Solch ein einfacher, jedem Menschen verständlicher Satz! Und dieser einfache Satz birgt in sich den Kern aller Politik der Sowjetunion gegenüber Deutschland. Er erklärt auch, warum die Sowjetunion sich stets gegen die Spaltung, sich immer für die Einheit Deutschlands einsetzen wird.
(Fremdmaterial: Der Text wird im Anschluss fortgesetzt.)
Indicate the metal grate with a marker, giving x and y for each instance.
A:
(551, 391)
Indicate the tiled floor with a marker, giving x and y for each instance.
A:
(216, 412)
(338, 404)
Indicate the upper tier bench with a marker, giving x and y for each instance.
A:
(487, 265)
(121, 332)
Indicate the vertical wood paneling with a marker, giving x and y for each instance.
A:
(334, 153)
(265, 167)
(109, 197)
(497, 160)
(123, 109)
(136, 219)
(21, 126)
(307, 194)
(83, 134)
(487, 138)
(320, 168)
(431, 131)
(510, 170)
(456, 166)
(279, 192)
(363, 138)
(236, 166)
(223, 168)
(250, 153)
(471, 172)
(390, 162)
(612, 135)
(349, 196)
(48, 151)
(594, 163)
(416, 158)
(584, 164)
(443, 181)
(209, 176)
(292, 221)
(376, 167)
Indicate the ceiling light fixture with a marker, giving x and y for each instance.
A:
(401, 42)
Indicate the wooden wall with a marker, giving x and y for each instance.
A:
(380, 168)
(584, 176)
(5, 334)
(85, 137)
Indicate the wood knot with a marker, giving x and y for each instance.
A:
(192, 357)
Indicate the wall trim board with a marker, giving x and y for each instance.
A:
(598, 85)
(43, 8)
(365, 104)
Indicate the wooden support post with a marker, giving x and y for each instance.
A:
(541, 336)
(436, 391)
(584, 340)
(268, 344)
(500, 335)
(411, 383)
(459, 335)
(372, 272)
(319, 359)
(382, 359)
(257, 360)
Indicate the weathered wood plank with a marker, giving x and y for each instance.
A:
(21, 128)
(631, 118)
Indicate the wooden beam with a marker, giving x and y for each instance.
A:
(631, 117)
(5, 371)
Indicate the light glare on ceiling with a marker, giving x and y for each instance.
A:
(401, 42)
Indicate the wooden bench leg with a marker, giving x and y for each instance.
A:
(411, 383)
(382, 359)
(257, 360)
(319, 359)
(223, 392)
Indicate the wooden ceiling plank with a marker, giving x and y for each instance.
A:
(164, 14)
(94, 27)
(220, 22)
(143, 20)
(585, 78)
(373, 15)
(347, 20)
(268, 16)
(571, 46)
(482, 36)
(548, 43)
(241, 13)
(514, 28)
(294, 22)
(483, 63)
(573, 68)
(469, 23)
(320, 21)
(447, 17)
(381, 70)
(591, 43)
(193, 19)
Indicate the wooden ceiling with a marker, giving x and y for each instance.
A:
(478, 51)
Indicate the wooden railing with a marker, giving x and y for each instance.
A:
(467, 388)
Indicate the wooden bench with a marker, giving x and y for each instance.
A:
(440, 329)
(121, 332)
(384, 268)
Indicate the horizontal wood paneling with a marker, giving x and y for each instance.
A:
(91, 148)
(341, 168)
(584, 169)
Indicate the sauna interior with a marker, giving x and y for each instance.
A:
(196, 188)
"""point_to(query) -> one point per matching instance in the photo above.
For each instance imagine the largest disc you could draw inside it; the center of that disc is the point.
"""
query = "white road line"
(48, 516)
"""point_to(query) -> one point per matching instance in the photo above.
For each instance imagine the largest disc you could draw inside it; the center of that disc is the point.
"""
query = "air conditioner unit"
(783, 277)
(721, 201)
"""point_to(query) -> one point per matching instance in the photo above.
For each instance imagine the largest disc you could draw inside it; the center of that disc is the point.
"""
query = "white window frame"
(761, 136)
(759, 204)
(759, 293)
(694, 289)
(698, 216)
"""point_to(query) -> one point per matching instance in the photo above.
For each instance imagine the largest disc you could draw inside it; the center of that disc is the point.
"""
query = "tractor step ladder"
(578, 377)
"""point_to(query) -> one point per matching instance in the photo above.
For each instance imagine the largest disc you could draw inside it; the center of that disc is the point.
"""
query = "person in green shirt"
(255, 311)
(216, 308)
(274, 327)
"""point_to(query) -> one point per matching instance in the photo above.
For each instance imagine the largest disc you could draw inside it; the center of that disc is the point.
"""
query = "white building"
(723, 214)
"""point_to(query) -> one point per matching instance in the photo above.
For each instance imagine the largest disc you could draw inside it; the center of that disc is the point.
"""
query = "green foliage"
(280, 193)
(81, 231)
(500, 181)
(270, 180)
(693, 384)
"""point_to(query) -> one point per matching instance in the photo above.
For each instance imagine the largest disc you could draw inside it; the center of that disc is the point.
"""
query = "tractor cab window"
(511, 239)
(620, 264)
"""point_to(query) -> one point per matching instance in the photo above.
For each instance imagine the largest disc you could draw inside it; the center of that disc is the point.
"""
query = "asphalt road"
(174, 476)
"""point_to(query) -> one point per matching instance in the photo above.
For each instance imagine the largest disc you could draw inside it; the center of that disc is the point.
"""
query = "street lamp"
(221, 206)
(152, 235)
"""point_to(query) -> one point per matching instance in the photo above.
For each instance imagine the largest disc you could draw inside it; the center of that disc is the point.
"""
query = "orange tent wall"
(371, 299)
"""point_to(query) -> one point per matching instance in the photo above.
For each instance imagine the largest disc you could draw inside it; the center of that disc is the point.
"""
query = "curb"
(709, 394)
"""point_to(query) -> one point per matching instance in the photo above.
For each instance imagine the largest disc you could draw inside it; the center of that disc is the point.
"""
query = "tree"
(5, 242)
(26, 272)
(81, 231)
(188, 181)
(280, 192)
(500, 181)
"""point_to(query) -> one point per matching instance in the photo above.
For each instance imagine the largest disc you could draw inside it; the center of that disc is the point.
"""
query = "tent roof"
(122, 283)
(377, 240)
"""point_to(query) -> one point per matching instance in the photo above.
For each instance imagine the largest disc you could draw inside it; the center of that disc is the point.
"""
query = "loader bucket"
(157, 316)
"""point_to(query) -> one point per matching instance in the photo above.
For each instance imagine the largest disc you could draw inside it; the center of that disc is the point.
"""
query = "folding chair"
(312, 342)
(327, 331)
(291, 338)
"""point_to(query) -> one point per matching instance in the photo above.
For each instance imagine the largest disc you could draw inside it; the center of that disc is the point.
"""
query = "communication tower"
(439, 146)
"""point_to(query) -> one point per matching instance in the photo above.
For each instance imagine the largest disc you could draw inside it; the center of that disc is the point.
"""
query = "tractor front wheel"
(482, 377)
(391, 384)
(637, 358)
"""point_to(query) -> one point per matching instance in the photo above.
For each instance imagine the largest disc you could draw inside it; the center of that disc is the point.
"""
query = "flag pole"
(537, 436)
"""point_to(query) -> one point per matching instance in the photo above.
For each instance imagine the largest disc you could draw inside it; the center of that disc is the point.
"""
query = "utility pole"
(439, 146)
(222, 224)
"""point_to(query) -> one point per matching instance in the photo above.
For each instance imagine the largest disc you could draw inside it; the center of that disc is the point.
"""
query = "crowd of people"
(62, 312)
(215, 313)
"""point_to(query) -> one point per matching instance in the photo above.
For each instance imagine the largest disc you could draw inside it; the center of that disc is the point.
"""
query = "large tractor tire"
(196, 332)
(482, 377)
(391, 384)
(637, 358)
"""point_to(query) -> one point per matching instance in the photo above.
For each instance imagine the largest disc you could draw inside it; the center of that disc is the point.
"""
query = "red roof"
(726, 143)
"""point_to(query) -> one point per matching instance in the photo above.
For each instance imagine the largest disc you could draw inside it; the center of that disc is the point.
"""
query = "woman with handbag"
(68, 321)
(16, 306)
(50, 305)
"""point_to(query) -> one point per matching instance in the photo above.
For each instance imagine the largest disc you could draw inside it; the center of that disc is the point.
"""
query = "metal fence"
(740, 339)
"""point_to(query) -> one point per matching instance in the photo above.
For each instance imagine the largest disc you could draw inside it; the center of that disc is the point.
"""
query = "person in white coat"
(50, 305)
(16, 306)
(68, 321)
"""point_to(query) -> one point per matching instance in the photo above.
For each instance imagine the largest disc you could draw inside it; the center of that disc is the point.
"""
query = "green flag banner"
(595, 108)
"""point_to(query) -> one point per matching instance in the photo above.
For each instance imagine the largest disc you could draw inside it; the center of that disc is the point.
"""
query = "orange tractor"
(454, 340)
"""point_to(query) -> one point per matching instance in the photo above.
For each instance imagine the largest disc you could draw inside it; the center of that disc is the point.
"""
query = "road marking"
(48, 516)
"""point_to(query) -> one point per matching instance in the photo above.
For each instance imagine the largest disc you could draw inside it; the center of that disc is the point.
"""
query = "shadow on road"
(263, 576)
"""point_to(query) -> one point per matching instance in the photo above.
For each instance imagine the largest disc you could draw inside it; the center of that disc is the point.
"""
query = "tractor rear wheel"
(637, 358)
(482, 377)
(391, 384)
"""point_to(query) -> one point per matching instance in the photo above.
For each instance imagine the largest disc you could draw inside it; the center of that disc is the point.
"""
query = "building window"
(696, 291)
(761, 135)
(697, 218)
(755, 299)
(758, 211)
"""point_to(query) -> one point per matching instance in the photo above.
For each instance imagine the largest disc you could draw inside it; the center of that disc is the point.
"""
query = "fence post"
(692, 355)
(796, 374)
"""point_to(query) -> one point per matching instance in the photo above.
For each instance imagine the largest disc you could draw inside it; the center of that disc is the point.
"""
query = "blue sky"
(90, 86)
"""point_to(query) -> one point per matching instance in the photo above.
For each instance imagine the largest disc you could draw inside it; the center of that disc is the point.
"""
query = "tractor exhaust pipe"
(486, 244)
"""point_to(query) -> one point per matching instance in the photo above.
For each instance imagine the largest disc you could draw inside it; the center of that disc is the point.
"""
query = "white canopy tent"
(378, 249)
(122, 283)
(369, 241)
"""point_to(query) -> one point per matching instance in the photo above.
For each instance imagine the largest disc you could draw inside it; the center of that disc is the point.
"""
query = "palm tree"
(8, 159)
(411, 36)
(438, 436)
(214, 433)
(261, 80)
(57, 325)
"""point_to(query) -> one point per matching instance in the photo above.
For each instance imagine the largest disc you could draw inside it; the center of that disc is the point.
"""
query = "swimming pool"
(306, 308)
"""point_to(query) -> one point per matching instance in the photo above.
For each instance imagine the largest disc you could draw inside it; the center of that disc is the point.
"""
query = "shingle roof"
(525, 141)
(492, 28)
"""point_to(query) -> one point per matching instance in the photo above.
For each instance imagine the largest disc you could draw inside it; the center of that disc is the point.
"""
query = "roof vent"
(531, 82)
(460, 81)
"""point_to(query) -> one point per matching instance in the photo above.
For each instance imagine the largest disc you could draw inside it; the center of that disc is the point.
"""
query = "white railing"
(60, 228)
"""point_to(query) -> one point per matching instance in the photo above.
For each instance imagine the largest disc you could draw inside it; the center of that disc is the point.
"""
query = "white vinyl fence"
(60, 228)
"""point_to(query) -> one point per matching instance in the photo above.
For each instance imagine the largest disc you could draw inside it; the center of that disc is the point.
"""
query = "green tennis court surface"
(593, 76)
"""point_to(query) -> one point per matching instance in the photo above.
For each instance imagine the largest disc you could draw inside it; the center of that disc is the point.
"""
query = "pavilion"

Mit dieser schlichten Einfachheit verbindet sich eine große, menschliche Wärme. In seiner Rede vor den Stoßarbeitern der Kollektivwirtschaften ermahnt Stalin die Parteimitglieder, sich nicht von den Parteilosen abzusondern, sondern ganz im Gegenteil eng und kameradschaftlich mit ihnen zusammenzuarbeiten und sie an die Partei heranzuführen. Wie herrlich und tiefrührend bescheiden spricht Stalin:

"Man darf nicht vergessen, daß Parteimitglieder nicht vom Himmel fallen. Man muß dessen eingedenk sein, daß alle Parteimitglieder selber einmal parteilos waren. Heute ist einer parteilos, morgen aber wird er Parteimitglied. Womit kann man sich da eigentlich brüsten? Unter uns alten Bolschewiki gibt es nicht wenige Leute, die 20 bis 30 Jahre in der Partei arbeiten, und wir waren doch selber einmal auch Parteilose. Was wäre aus uns geworden, wenn vor 20 bis 30 Jahren die damaligen Parteimitglieder sich nicht um uns gekümmert und uns nicht an die Partei herangelassen hätten? Möglicherweise wären wir damals auf eine Reihe von Jahren von der Partei abgestoßen worden. Wir alten Bolschewiki aber sind doch nicht gerade die letzten, Genossen! Aus diesem Grunde müssen unsere Parteimitglieder die heutigen jungen Parteimitglieder, die manchmal gegenüber den Parteilosen die Nase hochtragen, all dessen eingedenk sein, besonders dessen, daß nicht Überheblichkeit, sondern Bescheidenheit den Bolschewiki ziert."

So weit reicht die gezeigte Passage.